ARAVIND ADIGA is named the winner of the £50,000 Man Booker Prize for Fiction 2008 for his novel The White Tiger, published by Atlantic.
The thirty-three year old novelist was presented the prize at an awards ceremony at Guildhall, London. Adiga becomes the fourth debut novelist, and the second Indian debut novelist, to win the award in the forty year history of the prize. The three other debut novelists to have won the prize are Keri Hulme for her novel The Bone People in 1985, DBC Pierre in 2003 for his novel Vernon God Little and Arundhati Roy in 1997 for The God of Small Things.
Aravind Adiga's winning novel The White Tiger is decribed as a ‘compelling, angry and darkly humorous' novel about a man's journey from Indian village life to entrepreneurial success. It was described by one reviewer as an ‘unadorned portrait' of India seen ‘from the bottom of the heap'.

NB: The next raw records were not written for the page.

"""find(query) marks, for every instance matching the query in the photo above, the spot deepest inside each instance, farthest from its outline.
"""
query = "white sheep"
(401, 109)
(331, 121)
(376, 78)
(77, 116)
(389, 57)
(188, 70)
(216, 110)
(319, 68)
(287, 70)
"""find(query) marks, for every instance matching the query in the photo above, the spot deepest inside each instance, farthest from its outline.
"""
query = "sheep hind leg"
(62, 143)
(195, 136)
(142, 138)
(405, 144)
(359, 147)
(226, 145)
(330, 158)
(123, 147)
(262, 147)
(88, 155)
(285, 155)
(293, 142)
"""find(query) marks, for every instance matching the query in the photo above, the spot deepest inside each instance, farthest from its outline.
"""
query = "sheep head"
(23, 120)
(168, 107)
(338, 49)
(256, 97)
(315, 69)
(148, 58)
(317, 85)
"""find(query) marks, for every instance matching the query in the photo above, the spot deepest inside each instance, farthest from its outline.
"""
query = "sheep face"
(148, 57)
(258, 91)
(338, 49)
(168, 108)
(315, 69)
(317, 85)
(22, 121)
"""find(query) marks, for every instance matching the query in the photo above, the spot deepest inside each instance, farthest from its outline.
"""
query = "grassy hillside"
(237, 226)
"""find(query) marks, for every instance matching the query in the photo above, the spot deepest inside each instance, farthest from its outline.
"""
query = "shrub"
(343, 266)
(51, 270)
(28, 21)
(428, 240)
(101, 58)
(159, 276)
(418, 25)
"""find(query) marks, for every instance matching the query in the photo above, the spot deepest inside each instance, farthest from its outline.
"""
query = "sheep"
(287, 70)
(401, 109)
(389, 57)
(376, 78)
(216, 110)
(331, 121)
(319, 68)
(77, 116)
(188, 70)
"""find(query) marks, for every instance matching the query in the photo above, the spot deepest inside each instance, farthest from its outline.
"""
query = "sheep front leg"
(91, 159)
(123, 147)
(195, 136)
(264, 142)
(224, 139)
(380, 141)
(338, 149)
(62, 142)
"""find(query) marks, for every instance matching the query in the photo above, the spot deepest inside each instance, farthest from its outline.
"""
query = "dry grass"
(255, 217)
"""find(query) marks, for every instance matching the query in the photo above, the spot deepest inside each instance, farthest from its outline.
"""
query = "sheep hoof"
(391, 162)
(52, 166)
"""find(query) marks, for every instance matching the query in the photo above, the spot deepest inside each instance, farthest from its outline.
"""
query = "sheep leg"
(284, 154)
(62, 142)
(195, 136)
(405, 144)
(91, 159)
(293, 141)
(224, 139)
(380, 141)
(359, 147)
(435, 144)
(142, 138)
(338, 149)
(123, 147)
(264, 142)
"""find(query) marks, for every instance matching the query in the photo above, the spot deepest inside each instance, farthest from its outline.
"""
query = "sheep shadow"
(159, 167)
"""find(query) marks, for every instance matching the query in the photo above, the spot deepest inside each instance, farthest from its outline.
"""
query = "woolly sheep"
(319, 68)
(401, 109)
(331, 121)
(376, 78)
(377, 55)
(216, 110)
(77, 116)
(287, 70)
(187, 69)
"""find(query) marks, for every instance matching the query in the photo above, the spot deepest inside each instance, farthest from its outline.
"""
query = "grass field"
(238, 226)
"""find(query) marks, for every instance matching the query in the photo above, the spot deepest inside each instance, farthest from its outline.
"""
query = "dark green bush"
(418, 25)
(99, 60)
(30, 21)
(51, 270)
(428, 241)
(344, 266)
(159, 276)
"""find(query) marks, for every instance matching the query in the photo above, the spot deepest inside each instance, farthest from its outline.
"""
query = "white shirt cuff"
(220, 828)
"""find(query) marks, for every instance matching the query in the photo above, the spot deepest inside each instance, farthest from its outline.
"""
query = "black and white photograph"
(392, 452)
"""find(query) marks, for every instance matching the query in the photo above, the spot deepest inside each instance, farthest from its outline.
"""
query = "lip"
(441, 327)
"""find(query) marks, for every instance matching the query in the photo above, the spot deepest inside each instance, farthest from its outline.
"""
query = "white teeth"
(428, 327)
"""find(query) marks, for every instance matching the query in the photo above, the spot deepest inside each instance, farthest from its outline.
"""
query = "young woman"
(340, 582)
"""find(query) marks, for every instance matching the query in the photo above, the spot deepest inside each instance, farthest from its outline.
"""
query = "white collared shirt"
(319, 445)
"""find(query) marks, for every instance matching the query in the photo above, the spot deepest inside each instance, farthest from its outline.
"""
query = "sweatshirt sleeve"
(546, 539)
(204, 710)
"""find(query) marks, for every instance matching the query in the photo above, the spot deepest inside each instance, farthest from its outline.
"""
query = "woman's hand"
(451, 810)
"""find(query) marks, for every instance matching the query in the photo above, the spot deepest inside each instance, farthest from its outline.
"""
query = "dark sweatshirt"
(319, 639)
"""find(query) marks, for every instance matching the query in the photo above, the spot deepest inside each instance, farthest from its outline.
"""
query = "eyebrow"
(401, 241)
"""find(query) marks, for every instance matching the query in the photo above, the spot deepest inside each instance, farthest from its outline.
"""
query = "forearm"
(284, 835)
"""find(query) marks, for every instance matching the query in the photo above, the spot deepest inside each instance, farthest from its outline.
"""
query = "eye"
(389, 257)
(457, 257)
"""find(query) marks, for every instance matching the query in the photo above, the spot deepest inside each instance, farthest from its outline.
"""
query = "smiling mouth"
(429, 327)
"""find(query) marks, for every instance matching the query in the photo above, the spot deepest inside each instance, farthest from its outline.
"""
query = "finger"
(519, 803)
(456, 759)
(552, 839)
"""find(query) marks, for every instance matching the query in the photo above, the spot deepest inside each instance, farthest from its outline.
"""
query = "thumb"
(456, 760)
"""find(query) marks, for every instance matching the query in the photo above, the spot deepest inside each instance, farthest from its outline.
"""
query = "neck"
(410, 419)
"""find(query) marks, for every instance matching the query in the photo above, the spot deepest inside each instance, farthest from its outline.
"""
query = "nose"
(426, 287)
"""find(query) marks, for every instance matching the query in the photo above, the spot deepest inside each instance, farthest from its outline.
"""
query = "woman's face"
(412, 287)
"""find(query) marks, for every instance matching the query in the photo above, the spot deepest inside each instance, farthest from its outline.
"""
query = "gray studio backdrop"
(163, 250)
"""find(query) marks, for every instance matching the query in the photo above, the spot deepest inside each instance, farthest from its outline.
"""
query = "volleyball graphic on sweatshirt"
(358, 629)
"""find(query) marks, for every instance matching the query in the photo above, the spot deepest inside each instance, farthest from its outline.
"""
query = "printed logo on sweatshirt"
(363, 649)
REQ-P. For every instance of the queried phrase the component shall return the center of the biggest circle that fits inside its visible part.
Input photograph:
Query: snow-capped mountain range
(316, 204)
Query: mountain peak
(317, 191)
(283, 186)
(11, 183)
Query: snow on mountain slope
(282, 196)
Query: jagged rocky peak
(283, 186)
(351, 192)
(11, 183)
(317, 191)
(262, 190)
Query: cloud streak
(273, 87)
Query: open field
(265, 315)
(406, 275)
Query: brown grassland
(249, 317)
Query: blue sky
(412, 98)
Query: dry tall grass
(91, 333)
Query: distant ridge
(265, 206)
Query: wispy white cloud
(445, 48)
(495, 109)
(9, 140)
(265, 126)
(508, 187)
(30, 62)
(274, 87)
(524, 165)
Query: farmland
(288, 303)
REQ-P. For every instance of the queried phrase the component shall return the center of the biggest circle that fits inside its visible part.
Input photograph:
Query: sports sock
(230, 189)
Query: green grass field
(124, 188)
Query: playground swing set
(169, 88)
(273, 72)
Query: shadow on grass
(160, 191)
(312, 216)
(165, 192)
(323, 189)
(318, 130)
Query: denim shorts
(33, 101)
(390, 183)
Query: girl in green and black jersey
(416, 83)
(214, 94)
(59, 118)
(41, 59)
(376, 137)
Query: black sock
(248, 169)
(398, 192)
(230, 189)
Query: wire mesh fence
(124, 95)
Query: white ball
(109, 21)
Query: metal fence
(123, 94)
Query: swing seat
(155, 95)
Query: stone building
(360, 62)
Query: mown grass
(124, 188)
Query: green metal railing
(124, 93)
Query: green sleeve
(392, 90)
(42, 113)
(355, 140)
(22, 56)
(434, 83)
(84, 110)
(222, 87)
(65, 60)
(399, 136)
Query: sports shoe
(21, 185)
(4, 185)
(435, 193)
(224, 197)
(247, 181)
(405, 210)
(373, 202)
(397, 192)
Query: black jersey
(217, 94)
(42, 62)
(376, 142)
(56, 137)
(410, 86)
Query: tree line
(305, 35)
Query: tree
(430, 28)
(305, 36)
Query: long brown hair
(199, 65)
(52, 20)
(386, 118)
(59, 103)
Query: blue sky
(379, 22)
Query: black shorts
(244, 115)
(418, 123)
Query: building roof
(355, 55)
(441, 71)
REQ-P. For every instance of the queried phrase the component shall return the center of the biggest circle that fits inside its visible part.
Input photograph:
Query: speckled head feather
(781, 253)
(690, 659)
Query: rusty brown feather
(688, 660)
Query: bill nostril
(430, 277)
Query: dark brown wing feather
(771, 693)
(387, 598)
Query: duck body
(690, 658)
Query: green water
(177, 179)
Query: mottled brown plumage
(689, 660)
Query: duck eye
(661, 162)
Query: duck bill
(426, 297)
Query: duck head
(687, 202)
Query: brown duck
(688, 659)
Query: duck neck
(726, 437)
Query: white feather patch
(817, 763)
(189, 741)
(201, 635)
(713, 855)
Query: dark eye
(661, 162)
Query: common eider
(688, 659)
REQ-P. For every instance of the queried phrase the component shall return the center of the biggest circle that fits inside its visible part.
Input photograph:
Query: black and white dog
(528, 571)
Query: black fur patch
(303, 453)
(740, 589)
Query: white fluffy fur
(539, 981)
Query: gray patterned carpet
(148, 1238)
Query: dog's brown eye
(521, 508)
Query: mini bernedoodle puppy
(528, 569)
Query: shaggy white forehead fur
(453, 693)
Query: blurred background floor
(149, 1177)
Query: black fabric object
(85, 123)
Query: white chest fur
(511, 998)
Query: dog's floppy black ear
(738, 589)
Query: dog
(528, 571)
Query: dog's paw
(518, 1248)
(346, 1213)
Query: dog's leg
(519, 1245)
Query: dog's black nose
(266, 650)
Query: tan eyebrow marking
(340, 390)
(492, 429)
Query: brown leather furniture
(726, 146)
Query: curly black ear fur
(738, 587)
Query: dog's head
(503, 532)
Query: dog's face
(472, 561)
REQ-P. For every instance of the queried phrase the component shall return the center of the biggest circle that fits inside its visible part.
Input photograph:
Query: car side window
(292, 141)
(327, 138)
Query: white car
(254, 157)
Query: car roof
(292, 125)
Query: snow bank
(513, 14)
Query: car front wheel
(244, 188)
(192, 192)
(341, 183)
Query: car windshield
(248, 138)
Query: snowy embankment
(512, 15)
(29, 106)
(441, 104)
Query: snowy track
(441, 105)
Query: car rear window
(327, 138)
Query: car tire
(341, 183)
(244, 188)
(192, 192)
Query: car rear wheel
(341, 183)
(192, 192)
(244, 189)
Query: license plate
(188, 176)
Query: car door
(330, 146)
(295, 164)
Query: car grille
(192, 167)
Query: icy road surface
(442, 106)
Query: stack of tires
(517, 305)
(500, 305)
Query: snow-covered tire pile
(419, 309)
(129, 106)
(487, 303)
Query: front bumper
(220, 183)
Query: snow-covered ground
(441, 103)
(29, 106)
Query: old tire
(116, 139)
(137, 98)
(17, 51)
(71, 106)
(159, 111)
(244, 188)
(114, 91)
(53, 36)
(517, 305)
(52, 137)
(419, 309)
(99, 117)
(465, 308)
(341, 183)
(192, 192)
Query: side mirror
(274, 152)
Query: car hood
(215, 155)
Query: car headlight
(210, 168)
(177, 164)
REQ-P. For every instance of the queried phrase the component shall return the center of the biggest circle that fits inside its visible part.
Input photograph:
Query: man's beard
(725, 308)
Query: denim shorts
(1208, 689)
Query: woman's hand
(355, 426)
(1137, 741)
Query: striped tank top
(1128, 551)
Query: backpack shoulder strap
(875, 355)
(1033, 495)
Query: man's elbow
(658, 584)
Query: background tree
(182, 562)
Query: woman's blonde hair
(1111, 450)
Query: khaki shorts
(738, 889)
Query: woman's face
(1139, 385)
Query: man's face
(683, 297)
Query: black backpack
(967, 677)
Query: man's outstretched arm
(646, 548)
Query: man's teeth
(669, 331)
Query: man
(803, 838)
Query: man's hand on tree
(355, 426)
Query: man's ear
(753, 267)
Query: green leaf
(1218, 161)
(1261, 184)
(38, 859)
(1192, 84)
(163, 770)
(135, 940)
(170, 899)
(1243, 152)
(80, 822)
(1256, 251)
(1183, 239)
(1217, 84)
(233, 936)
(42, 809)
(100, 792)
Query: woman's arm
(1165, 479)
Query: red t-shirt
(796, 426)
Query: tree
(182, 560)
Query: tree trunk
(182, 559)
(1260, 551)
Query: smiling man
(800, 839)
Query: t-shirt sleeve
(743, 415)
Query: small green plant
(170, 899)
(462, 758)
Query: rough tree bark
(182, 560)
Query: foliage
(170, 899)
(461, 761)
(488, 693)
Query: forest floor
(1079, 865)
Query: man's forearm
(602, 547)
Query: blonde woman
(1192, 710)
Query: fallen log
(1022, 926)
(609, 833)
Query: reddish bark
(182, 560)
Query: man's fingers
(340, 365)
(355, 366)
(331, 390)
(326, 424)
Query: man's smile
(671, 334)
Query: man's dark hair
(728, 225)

Adiga, who has wanted to be a novelist since he was a boy, was born in Madras and now lives in Mumbai. He becomes the fifth Indian author to win the prize, joining VS Naipaul, Salman Rushdie, Arundhati Roy and Kiran Desai who won the prize in 1971, 1981, 1997 and 2006 respectively. In addition, The White Tiger is the ninth winning novel to take its inspiration from India or Indian identity.
Mr. Aravind hails from Mangalore and did a major part of his schooling here. His extended family still lives in Mangalore. Sydney is where his father, a surgeon, is now settled.
ABOUT ADIGA
He comes from a family of doctors and his maternal grandfather, Dr. Mohan Rao, was a well-known surgeon in Chennai.
Mr. Aravind did most part of his education at St. Aloysius group of education institutes, barring the two years of primary education at Canara English Higher Primary School, Dongarakery.
After his family moved here from Chennai, he joined the Canara School in 1981-82 for standard II. He joined St. Aloysius primary school in 1983-84 and completed his SSLC in 1990.
He secured the first rank in the State in SSLC.